Swarm Intelligence Algorithms: A Tutorial

Slowik, Adam

商品描述

Swarm intelligence algorithms are a form of nature-based optimization algorithms. Their main inspiration is the cooperative behavior of animals within specific communities. This can be described as simple behaviors of individuals along with the mechanisms for sharing knowledge between them, resulting in the complex behavior of the entire community. Examples of such behavior can be found in ant colonies, bee swarms, schools of fish or bird flocks.

Swarm intelligence algorithms are used to solve difficult optimization problems for which there are no exact solving methods or the use of such methods is impossible, e.g. due to unacceptable computational time.
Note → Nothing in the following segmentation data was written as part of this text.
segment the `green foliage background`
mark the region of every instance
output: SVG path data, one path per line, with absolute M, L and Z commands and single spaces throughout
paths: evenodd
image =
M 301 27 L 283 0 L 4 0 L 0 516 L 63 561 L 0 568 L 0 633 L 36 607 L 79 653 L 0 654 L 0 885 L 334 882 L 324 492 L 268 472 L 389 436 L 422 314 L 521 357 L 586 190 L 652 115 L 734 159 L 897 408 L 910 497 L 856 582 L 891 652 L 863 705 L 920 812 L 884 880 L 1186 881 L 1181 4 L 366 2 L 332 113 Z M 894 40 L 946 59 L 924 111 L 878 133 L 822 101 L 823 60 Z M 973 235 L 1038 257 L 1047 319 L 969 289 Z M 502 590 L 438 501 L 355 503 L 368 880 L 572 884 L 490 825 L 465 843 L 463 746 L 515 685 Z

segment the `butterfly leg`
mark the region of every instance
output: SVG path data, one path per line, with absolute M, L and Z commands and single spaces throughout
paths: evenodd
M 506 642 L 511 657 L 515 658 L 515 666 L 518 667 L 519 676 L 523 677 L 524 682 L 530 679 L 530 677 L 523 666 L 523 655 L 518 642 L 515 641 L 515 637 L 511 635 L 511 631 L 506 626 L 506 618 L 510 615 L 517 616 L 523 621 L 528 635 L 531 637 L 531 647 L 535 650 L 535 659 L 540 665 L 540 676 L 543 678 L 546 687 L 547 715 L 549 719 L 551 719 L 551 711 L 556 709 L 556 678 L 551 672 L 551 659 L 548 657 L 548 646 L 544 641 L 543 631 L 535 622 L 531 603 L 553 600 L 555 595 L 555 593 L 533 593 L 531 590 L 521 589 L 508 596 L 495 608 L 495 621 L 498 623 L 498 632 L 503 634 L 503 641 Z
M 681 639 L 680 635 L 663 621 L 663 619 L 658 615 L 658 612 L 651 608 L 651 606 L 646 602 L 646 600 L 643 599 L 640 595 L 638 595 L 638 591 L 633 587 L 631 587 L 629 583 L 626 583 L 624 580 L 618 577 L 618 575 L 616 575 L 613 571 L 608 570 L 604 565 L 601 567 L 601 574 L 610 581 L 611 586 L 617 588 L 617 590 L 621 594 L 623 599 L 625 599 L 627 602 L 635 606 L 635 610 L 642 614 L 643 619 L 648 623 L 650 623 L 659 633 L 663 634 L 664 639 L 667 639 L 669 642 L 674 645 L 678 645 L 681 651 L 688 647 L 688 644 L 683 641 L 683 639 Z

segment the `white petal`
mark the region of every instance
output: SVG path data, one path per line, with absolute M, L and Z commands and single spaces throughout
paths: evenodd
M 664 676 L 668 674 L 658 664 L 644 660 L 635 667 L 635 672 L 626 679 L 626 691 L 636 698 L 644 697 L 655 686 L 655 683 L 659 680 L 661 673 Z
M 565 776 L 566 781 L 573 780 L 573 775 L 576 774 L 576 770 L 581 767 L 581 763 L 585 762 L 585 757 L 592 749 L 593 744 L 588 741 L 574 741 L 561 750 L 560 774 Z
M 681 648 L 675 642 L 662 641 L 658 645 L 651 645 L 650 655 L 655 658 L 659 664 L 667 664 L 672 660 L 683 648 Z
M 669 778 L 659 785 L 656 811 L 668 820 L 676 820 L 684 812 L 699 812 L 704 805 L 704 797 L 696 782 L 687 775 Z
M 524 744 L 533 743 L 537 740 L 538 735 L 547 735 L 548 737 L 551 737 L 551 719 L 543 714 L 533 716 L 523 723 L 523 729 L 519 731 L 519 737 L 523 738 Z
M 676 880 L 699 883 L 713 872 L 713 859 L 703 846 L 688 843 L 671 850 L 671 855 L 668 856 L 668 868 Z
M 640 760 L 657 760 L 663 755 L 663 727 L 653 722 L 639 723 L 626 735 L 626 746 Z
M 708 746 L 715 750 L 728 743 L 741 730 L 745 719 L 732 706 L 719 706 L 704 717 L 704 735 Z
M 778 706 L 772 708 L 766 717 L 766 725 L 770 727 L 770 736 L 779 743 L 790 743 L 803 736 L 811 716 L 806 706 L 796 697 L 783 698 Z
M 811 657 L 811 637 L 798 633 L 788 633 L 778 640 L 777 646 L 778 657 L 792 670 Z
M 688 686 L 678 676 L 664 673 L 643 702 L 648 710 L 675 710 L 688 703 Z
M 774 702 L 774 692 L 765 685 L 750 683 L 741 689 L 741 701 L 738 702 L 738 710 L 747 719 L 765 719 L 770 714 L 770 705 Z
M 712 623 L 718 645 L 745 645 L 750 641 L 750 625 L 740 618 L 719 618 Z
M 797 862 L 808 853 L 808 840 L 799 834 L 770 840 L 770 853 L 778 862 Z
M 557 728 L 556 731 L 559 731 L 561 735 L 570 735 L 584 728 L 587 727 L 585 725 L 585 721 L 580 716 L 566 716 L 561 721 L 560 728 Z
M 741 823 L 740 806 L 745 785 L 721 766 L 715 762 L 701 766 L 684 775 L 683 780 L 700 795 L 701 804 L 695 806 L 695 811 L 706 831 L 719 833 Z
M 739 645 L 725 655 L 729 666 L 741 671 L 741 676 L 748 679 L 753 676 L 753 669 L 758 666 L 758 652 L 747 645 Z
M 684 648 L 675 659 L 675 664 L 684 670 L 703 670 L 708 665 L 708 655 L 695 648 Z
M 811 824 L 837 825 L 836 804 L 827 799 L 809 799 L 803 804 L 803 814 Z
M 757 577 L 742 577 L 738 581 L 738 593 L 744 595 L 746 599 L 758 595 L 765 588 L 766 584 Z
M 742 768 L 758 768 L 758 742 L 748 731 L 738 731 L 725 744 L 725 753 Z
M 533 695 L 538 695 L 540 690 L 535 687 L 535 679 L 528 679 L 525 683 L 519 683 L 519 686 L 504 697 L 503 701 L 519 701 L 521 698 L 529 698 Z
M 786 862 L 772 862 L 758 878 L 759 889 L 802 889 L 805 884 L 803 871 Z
This book thoroughly presents the basics of 24 algorithms selected from the entire family of swarm intelligence algorithms. Each chapter deals with a different algorithm describing it in detail and showing how it works in the form of a pseudo-code. In addition, the source code is provided for each algorithm in Matlab and in the C ++ programming language. In order to better understand how each swarm intelligence algorithm works, a simple numerical example is included in each chapter, which guides the reader step by step through the individual stages of the algorithm, showing all necessary calculations.

This book can provide the basics for understanding how swarm intelligence algorithms work, and aid readers in programming these algorithms on their own to solve various computational problems.

This book should also be useful for undergraduate and postgraduate students studying nature-based optimization algorithms, and can be a helpful tool for learning the basics of these algorithms efficiently and quickly. In addition, it can be a useful source of knowledge for scientists working in the field of artificial intelligence, as well as for engineers interested in using this type of algorithms in their work.

If the reader already has basic knowledge of swarm intelligence algorithms, we recommend the book: Swarm Intelligence Algorithms: Modifications and Applications (Edited by A. Slowik, CRC Press, 2020), which describes selected modifications of these algorithms and presents their practical applications.

商品描述(中文翻譯)

群體智能演算法是一種基於自然的優化演算法。它們的主要靈感來自於特定社群中動物的合作行為。這可以描述為個體的簡單行為以及它們之間共享知識的機制,從而產生整個社群的複雜行為。這種行為的例子可以在螞蟻群、蜜蜂群、魚群或鳥群中找到。

群體智能演算法用於解決難以找到準確解法或使用這些方法不可行的困難優化問題,例如由於計算時間過長。

本書徹底介紹了從整個群體智能演算法家族中選擇的24種演算法的基礎知識。每個章節都涉及不同的演算法,詳細描述其運作方式並以偽代碼形式展示。此外,每個演算法的源代碼都以Matlab和C++編程語言提供。為了更好地理解每個群體智能演算法的運作方式,每個章節都包含一個簡單的數值例子,逐步引導讀者通過演算法的各個階段,展示所有必要的計算。

本書可以提供理解群體智能演算法運作方式的基礎知識,並幫助讀者自行編程以解決各種計算問題。

本書對於攻讀自然優化演算法的本科生和研究生也很有用,可以成為高效快速學習這些演算法基礎知識的有用工具。此外,對於從事人工智能領域研究的科學家以及對於在工作中使用這類演算法感興趣的工程師來說,本書也是一個有用的知識來源。

如果讀者已經具備群體智能演算法的基礎知識,我們推薦閱讀《群體智能演算法:修改和應用》(A. Slowik編著,CRC Press,2020),該書描述了這些演算法的選定修改並展示了它們的實際應用。

作者簡介

Adam Slowik (IEEE Member 2007; IEEE Senior Member 2012) is an Associate Professor in the Department of Electronics and Computer Science, Koszalin University of Technology. His research interests include soft computing, computational intelligence, and, particularly, bio-inspired optimization algorithms and their engineering applications. He was a recipient of one Best Paper Award (IEEE Conference on Human System Interaction - HSI 2008).

作者簡介(中文翻譯)

Adam Slowik(2007年IEEE會員,2012年IEEE高級會員)是科茲林科技大學電子與計算機科學系的副教授。他的研究興趣包括軟計算、計算智能,尤其是生物啟發的優化算法及其工程應用。他曾獲得一項最佳論文獎(IEEE人機系統互動會議 - HSI 2008)。